Hesai Group, the world’s sixth-largest maker of sensors for smart cars, aims to add cheaper and more innovative products to its line-up to overcome intensifying competition from domestic rivals and to reach bigger volumes in overseas markets.

The firm will offer a smaller solid-state lidar – or light detection and range sensor – later this year to garner more sales from electric vehicle (EV) makers. Rivals including Huawei Technologies Co and DJI have entered the fray and are pressuring operating margins.

Hesai is the sixth-largest lidar company globally based on its 2021 hardware revenue, according to consulting firm Yole Intelligence. Yole did not disclose Hesai’s exact revenue.

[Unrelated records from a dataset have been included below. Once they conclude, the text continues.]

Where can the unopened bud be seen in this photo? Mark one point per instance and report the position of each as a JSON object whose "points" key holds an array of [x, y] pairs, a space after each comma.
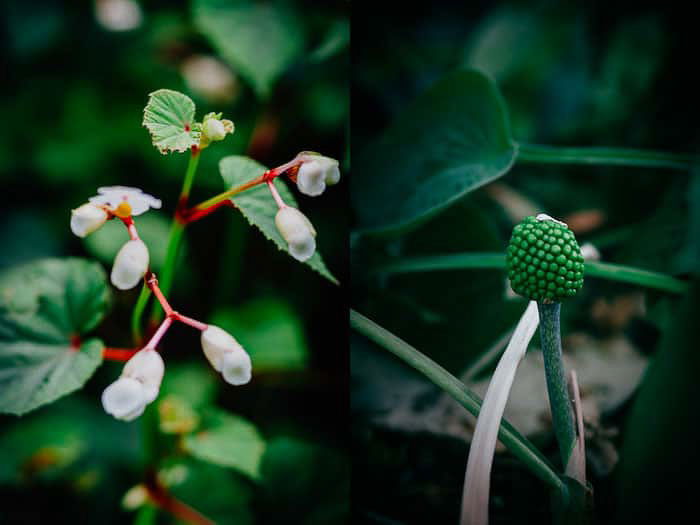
{"points": [[86, 219], [130, 264], [299, 233]]}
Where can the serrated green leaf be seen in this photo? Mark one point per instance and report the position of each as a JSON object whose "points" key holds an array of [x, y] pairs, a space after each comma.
{"points": [[271, 333], [45, 306], [454, 139], [169, 117], [258, 206], [259, 40], [228, 441]]}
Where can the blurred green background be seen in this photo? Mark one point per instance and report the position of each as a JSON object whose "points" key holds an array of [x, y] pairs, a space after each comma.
{"points": [[76, 76], [577, 74]]}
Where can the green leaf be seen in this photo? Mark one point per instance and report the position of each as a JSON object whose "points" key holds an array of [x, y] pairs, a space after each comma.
{"points": [[271, 333], [153, 228], [258, 206], [228, 441], [259, 40], [67, 440], [454, 139], [44, 307], [169, 117], [219, 494]]}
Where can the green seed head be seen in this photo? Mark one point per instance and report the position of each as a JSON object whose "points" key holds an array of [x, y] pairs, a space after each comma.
{"points": [[544, 261]]}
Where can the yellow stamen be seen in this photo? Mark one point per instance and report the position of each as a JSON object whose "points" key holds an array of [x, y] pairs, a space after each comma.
{"points": [[123, 210]]}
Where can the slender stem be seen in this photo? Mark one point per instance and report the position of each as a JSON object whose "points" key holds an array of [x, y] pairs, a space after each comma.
{"points": [[176, 232], [605, 156], [557, 388], [168, 273], [229, 193], [464, 261], [165, 501], [136, 315], [159, 334], [152, 283], [189, 321], [189, 175], [195, 214], [511, 438], [265, 177], [118, 354]]}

Xiaomi, Baidu, Meituan and German automobile parts supplier Bosch are among its key investors. Among these firms Baidu has the biggest stake, as it holds 5.9 percent of Hesai’s total ordinary shares on an as-converted basis, and 2 percent of its aggregate voting power.

Net revenue at Hesai surged 80 percent to 720 million yuan in 2021, and jumped more than 70 percent to 793 million yuan in the first nine months last year, despite a two-month lockdown in Shanghai.

In the first three quarters of last year, it made 56 percent of its sales from the Chinese mainland market, while the United States and Europe accounted for 27.6 percent and 10 percent, respectively.

China supplies about 60 percent of auto lidar sensors globally. These are critical parts for smart EVs and various levels of self-driving cars. Dismissed by Tesla’s Elon Musk in 2019 as a fool’s errand due to the high cost of production involved, lidar has boomed, with its market growing since Xpeng produced the world’s first lidar-guided smart vehicle in late 2021.

The lidar sensor market is expected to grow at a CAGR of 106 percent to 29.8 billion yuan in 2027 in terms of value of deliveries, according to an estimate by Huatai Securities earlier this month.

Hesai raised US$190 million en route to its Nasdaq listing on February 10, the biggest initial public offering by a Chinese company in the US since October 2021. The proceeds will help fund its new manufacturing centre in Shanghai. When ready in June, it will be able to churn out more than one million sensors annually.